The NMCI Service Management Integration and Transport (SMIT) group at Leidos has an opening for a Site Reliability Engineer to focus on the reliability, performance, and scalability of complex distributed systems. The SRE will also develop and execute tests focused on system resilience, performance under load, and failure scenarios. They will work in tandem with other Site Reliability Engineers (SREs) and development teams to create automated testing frameworks that simulate real-world conditions that validate system behavior under normal and stress conditions, ensuring our services are resilient and meet established service level objectives (SLOs).
Requirements
- Maintaining complex computer systems by writing code to automate software releases, monitor systems, and detect and fix problems before users even know there is an issue.
- Proactive incident management using tools like Aternity to monitor end-user performance and proactively identify potential issues.
- Developing strategies to address recurring incidents and improve system reliability.

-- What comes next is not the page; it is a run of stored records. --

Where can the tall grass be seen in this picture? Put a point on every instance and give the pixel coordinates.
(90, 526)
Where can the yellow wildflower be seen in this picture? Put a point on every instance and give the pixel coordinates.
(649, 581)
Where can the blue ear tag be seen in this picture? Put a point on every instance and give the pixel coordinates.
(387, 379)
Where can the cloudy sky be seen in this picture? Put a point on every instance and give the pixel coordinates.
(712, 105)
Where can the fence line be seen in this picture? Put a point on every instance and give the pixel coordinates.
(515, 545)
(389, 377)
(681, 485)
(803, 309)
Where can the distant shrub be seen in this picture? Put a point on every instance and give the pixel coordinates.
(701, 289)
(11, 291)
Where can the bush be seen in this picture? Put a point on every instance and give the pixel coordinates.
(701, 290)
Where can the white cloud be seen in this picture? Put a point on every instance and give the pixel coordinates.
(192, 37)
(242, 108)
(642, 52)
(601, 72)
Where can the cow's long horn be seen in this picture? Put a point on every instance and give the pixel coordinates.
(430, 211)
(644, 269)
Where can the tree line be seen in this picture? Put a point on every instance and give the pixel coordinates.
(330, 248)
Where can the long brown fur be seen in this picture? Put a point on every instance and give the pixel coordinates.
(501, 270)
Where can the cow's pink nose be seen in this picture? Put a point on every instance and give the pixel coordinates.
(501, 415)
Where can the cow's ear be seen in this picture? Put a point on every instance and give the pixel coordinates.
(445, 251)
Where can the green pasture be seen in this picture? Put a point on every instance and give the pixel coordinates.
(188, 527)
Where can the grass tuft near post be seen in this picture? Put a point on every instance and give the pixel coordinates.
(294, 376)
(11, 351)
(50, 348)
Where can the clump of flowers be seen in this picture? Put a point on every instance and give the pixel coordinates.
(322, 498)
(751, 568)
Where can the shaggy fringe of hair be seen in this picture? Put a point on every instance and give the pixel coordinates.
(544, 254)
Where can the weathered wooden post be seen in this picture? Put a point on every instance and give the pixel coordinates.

- Leading the planning, coordination, and execution of software deployments across end-user devices.
- Ensuring deployments are completed on time, with minimal disruption to end users.
- Analyzing service performance metrics to identify areas for improvement.
- Developing and implementing initiatives to enhance the quality of end-user services.
- Defining and maintaining a product vision and roadmap for End User/Seats Services, aligned with organizational objectives.
- Managing the product backlog, prioritizing user stories, and ensuring alignment with strategic goals.
- Serving as the primary point of contact between the End User/Seats Services team and business stakeholders.
- Creating user stories and acceptance criteria that clearly communicate stakeholder needs to the development team.
- Ensuring clear documentation of product requirements, progress, and updates for stakeholders.
Benefits
- 401k Matching
- Generous Paid Time Off